FAUST (1926)

F.W. Murnau adapte avec panache la célèbre pièce de Goethe, mettant en scène un Méphisto particulièrement impressionnant…

FAUST, EINE DEUTSCHE VOLKSSAGE

 

1926 – ALLEMAGNE

 

Réalisé par F.W. Murnau

 

Avec Gösta Ekman, Emil Jannings, Camilla Horn, frida Richard, William Dieterle, Yvette Guilbert, Eric Barclay, Hanna Ralph

 

THEMA DIABLE ET DÉMONS

« Regarde : les portes des ténèbres se sont ouvertes et les malheurs de tous les peuples s’abattent sur la Terre… » C’est en ces termes que commence Faust, chef d’œuvre incontesté d’un Friedrich Wilhelm Murnau au sommet de son art. Joignant l’image au texte, le réalisateur de Nosferatu ose envahir l’écran d’une folle chevauchée macabre, Méphisto (Gösta Ekman) et ses cavaliers de l’apocalypse galopant sur leurs noires montures dans un ciel enfumé. Cornu, déployant de larges ailes de chauve-souris, ce diable qu’on croirait issu d’une gravure médiévale lance un défi au sévère archange qui stoppe sa course, drapé dans d’immenses élytres de plumes blanches : il corrompra le plus charitable des hommes, le vénérable alchimiste Faust (Emil Jannings), et prouvera ainsi que la Terre lui appartient. L’ombre gigantesque du malin s’étend alors sur la ville, tandis que la peste s’abat sur les habitants. Incapable de sauver ses prochains, Faust perd la foi et, dans un accès de désespoir, invoque le Seigneur des Ténèbres, en une de ces nuits brumeuses et photogéniques dont seuls les maîtres de l’expressionnisme allemand avaient le secret.
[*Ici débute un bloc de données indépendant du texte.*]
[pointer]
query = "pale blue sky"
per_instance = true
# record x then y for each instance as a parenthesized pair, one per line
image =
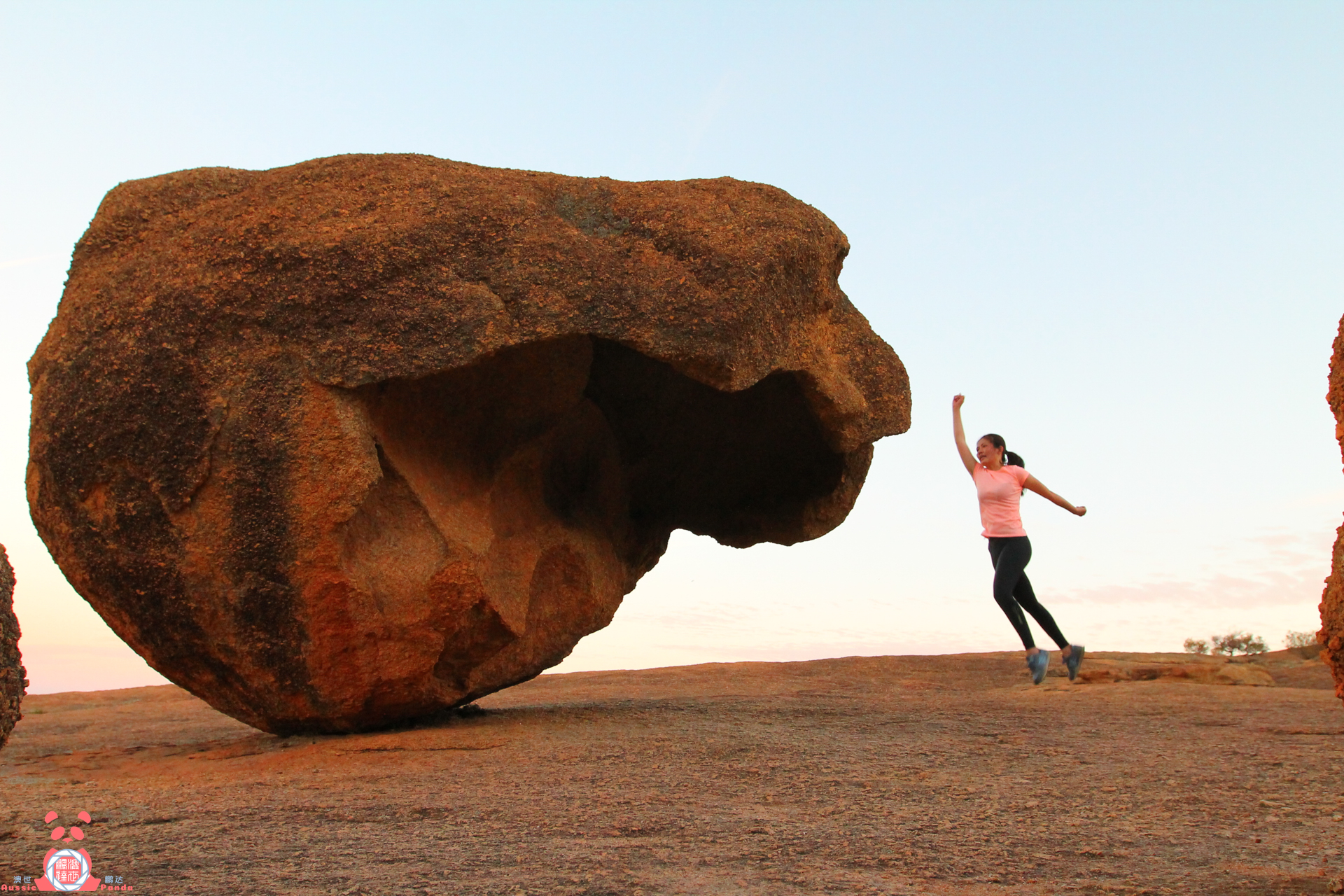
(1116, 226)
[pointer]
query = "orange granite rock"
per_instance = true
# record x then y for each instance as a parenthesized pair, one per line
(355, 440)
(13, 675)
(1332, 601)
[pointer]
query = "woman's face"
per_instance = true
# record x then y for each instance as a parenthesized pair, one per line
(988, 454)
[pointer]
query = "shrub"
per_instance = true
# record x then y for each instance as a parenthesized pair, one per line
(1238, 643)
(1300, 640)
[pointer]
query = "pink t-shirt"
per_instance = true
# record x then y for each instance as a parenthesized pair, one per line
(1000, 492)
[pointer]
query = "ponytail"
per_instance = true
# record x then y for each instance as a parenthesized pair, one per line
(1009, 458)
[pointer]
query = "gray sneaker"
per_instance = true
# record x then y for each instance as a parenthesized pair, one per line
(1038, 663)
(1074, 660)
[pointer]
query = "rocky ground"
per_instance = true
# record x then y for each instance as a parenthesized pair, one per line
(860, 776)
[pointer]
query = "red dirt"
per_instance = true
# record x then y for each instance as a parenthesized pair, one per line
(858, 776)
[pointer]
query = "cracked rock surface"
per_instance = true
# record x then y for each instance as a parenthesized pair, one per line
(360, 438)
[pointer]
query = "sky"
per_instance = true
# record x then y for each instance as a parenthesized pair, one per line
(1117, 227)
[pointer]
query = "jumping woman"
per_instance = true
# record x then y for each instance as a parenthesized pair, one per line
(1000, 479)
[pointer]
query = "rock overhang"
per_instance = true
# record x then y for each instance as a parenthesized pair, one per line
(350, 441)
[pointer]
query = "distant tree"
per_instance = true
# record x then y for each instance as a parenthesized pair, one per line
(1300, 640)
(1238, 643)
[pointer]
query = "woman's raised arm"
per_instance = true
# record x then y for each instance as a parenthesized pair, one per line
(960, 434)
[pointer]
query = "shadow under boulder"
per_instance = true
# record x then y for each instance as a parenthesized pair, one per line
(353, 441)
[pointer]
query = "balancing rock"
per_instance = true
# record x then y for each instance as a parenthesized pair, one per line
(368, 437)
(13, 675)
(1332, 601)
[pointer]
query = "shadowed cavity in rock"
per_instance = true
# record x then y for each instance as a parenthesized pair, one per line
(353, 441)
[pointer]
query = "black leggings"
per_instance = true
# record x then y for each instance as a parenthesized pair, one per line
(1012, 590)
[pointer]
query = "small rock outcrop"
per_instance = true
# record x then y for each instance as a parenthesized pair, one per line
(356, 440)
(13, 675)
(1332, 601)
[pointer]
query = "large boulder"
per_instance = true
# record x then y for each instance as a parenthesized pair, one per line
(1332, 602)
(351, 441)
(13, 675)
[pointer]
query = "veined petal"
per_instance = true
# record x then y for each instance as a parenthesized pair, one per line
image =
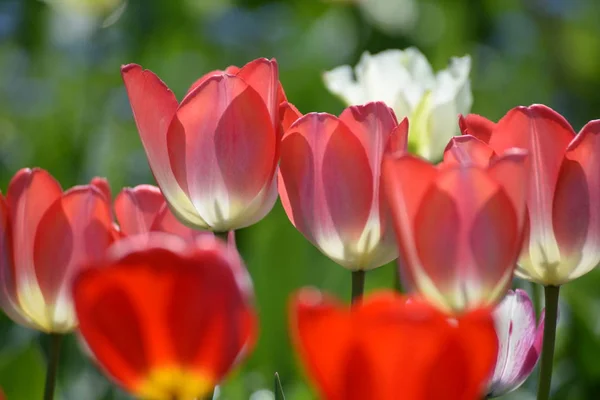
(516, 328)
(576, 218)
(222, 145)
(75, 230)
(172, 343)
(406, 180)
(30, 194)
(477, 126)
(467, 150)
(154, 106)
(136, 208)
(545, 135)
(328, 185)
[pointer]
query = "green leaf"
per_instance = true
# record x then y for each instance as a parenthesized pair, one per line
(22, 373)
(278, 389)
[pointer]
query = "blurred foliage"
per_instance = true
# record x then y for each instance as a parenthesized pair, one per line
(63, 107)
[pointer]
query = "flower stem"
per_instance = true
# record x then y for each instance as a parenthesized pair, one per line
(54, 355)
(551, 300)
(358, 285)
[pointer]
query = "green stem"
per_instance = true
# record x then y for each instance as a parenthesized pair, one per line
(54, 355)
(358, 285)
(551, 300)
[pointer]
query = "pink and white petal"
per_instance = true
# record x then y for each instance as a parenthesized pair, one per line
(30, 194)
(398, 139)
(545, 134)
(288, 114)
(137, 208)
(515, 323)
(75, 230)
(576, 215)
(467, 150)
(263, 76)
(222, 145)
(154, 107)
(165, 221)
(477, 126)
(8, 292)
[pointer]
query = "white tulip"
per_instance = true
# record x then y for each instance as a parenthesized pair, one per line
(405, 81)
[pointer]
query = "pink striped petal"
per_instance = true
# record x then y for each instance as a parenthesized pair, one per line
(154, 106)
(327, 182)
(136, 208)
(545, 135)
(75, 230)
(467, 150)
(477, 126)
(222, 146)
(398, 140)
(576, 218)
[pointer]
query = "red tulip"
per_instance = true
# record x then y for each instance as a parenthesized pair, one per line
(389, 348)
(46, 235)
(329, 182)
(215, 154)
(459, 225)
(143, 209)
(168, 320)
(562, 240)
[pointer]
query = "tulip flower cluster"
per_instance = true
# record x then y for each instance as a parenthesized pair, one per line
(165, 307)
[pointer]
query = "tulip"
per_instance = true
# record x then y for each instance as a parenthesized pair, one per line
(563, 222)
(329, 182)
(405, 81)
(459, 225)
(46, 235)
(143, 209)
(214, 155)
(167, 320)
(388, 348)
(520, 342)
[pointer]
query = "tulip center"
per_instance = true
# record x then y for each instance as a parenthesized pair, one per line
(174, 383)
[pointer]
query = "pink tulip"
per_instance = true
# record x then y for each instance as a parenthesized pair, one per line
(460, 224)
(562, 240)
(46, 235)
(215, 154)
(520, 342)
(330, 182)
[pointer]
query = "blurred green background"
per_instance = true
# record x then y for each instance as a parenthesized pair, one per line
(63, 107)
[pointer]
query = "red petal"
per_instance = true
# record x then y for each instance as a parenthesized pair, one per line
(222, 146)
(398, 140)
(136, 208)
(545, 135)
(327, 178)
(196, 319)
(576, 219)
(477, 126)
(466, 150)
(75, 230)
(406, 180)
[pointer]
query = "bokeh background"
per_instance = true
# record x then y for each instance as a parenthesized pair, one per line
(63, 107)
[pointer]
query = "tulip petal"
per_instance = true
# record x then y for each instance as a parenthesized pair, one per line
(406, 180)
(222, 145)
(545, 134)
(154, 106)
(213, 336)
(328, 181)
(75, 230)
(30, 194)
(576, 219)
(136, 208)
(477, 126)
(466, 150)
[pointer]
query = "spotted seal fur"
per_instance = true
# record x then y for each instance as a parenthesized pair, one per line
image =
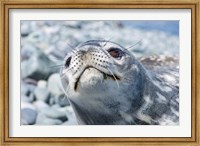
(107, 85)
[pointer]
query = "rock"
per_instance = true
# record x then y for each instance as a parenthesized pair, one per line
(54, 85)
(55, 88)
(27, 105)
(25, 28)
(71, 117)
(62, 100)
(36, 64)
(39, 105)
(41, 92)
(42, 119)
(27, 98)
(54, 113)
(36, 37)
(28, 116)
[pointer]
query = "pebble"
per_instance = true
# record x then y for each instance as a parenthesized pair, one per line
(42, 119)
(39, 105)
(41, 92)
(36, 65)
(54, 85)
(28, 116)
(54, 113)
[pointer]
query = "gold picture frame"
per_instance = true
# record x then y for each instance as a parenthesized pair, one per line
(127, 4)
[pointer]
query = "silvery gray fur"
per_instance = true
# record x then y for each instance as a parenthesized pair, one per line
(107, 90)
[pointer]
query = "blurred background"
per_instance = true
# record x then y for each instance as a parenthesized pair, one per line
(44, 45)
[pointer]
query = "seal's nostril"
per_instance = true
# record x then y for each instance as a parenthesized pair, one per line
(67, 63)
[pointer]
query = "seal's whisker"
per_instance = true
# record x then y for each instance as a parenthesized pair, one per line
(54, 66)
(113, 76)
(134, 44)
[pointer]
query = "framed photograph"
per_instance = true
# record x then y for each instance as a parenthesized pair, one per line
(105, 72)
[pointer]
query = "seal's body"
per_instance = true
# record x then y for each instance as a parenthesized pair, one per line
(107, 85)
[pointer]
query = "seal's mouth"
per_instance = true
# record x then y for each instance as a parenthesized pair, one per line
(105, 76)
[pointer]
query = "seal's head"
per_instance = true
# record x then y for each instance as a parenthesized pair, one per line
(104, 83)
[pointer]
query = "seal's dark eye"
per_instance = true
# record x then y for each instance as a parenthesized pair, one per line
(67, 63)
(115, 52)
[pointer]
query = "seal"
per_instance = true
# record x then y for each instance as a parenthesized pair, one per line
(107, 85)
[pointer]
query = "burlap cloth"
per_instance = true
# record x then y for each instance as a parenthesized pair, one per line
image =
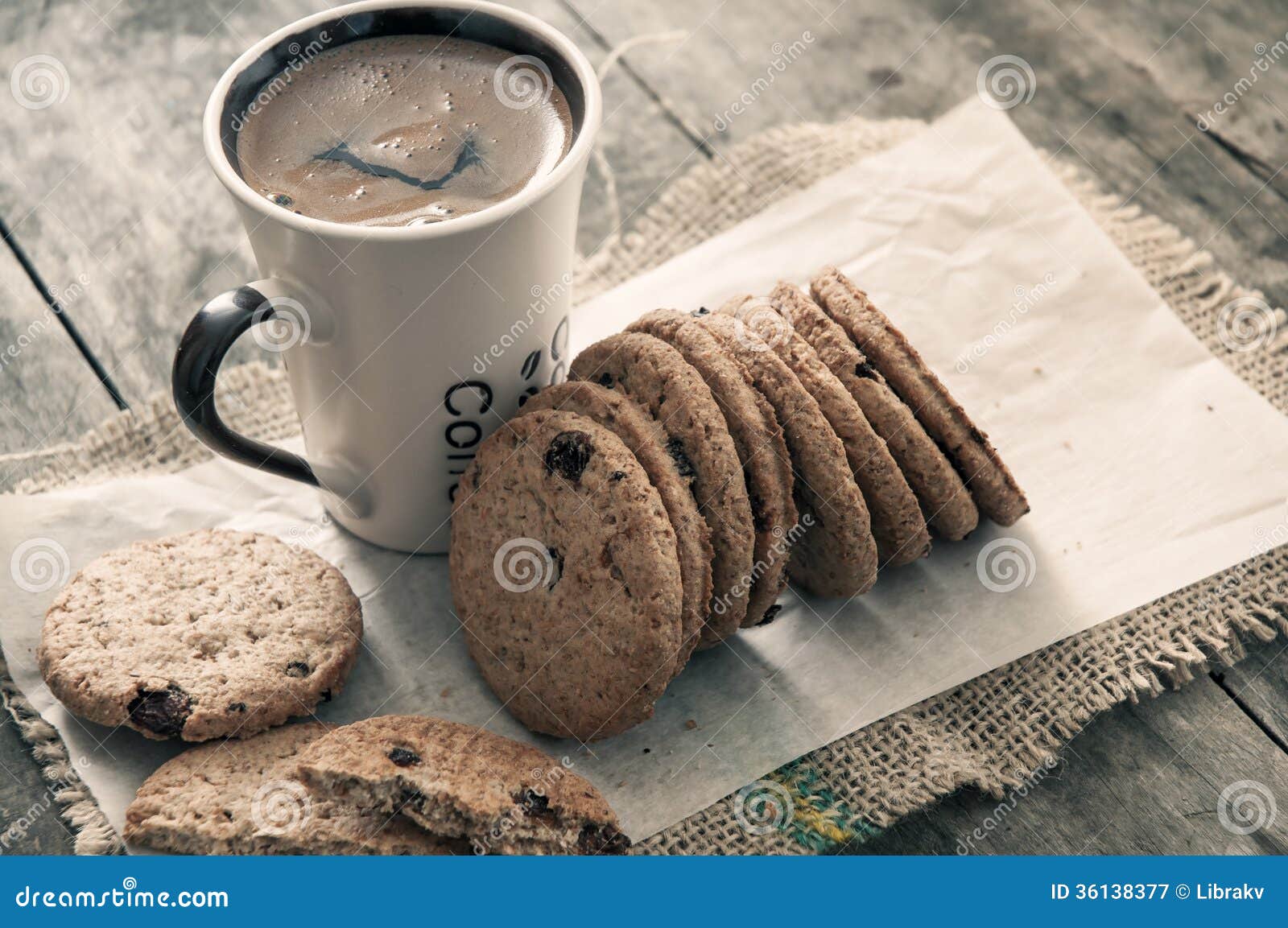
(991, 732)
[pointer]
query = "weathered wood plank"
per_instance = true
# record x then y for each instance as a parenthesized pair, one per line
(1260, 687)
(1143, 779)
(48, 394)
(114, 183)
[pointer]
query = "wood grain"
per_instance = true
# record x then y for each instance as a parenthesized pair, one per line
(115, 187)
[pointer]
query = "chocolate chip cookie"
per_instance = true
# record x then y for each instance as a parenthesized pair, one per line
(650, 447)
(946, 504)
(204, 635)
(566, 575)
(464, 783)
(989, 479)
(834, 551)
(766, 466)
(897, 522)
(657, 377)
(246, 797)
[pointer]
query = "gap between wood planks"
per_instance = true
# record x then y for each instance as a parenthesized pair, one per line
(60, 311)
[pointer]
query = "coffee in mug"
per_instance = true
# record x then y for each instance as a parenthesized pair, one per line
(403, 130)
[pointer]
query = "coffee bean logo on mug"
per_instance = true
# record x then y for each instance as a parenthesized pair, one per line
(409, 178)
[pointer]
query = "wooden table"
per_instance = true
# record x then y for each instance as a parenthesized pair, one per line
(107, 202)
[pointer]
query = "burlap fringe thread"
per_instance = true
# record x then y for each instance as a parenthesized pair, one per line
(991, 732)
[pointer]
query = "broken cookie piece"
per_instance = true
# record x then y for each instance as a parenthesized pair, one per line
(465, 784)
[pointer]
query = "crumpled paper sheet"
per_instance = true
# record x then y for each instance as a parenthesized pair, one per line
(1148, 465)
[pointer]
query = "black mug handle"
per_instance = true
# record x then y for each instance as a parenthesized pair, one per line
(201, 349)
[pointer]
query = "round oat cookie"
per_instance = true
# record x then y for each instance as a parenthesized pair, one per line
(460, 782)
(946, 504)
(989, 479)
(648, 442)
(835, 554)
(203, 635)
(657, 377)
(897, 522)
(766, 466)
(566, 577)
(248, 797)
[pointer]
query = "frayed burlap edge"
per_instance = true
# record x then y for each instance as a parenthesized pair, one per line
(76, 805)
(992, 732)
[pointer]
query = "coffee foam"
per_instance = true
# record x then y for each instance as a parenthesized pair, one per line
(403, 130)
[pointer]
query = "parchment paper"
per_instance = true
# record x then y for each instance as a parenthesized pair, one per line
(1148, 465)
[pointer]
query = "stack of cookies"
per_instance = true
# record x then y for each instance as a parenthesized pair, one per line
(661, 498)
Méphisto fait alors son apparition sous des traits humains et rondouillards. Le contrat ensorcelé qu’il tend à Faust énonce : « Je renonce à Dieu et à ses milices terrestres. En échange, accorde-moi pouvoir et richesse ». L’alchimiste s’effraie, bien entendu, mais l’espoir d’endiguer le fléau guide son acte irrévocable : il signe le pacte de son sang. La spirale infernale s’active aussitôt. En l’espace d’une journée, Faust retrouve sa jeunesse perdue et conquiert le jour de son mariage la splendide duchesse de Parme. Grisé, il assouvit sans encombre tous ses fantasmes et, inévitablement, sombre peu à peu dans l’ennui d’un homme trop vite comblé. Mais de retour dans sa ville natale un dimanche de Pâques, il tombe éperdument amoureux de la prude Gretchen (interprétée par Camilla Horn après que Lilian Gish et Leni Riefenstahl aient postulé tour à tour pour le rôle)…

Les facéties du diable

La première moitié de Faust est un festival ininterrompu d’effets spéciaux époustouflants, mélange de trucages optiques à la Méliès, d’effets pyrotechniques virevoltants, de maquettes minutieuses et d’expositions multiples. Ainsi les facéties incendiaires du diable, son survol du monde sur une cape magique ou les nuées de volatiles démoniaques prennent-ils corps à l’écran avec une indéniable photogénie. La suite du récit délaisse quelque peu la magie au profit du mélodrame, reléguant Méphisto au rôle de faire-valoir comique, Faust à celui d’amoureux transi et Gretchen au statut de martyr pathétique. Le film ne perd pas pour autant sa force évocatrice, s’achevant sur une rédemption émouvante. Œuvre humaniste, magistrale, importante dans l’histoire du septième art, le Faust de Murnau est un complément idéal à la lecture de la pièce homonyme de Goethe, toutes deux inspirées de la même légende populaire allemande. Et l’on ne compte plus les cinéastes, de Walt Disney à Peter Jackson en passant par Akira Kurosawa, qui y puisèrent l’inspiration pour certaines séquences clefs de leurs propres films.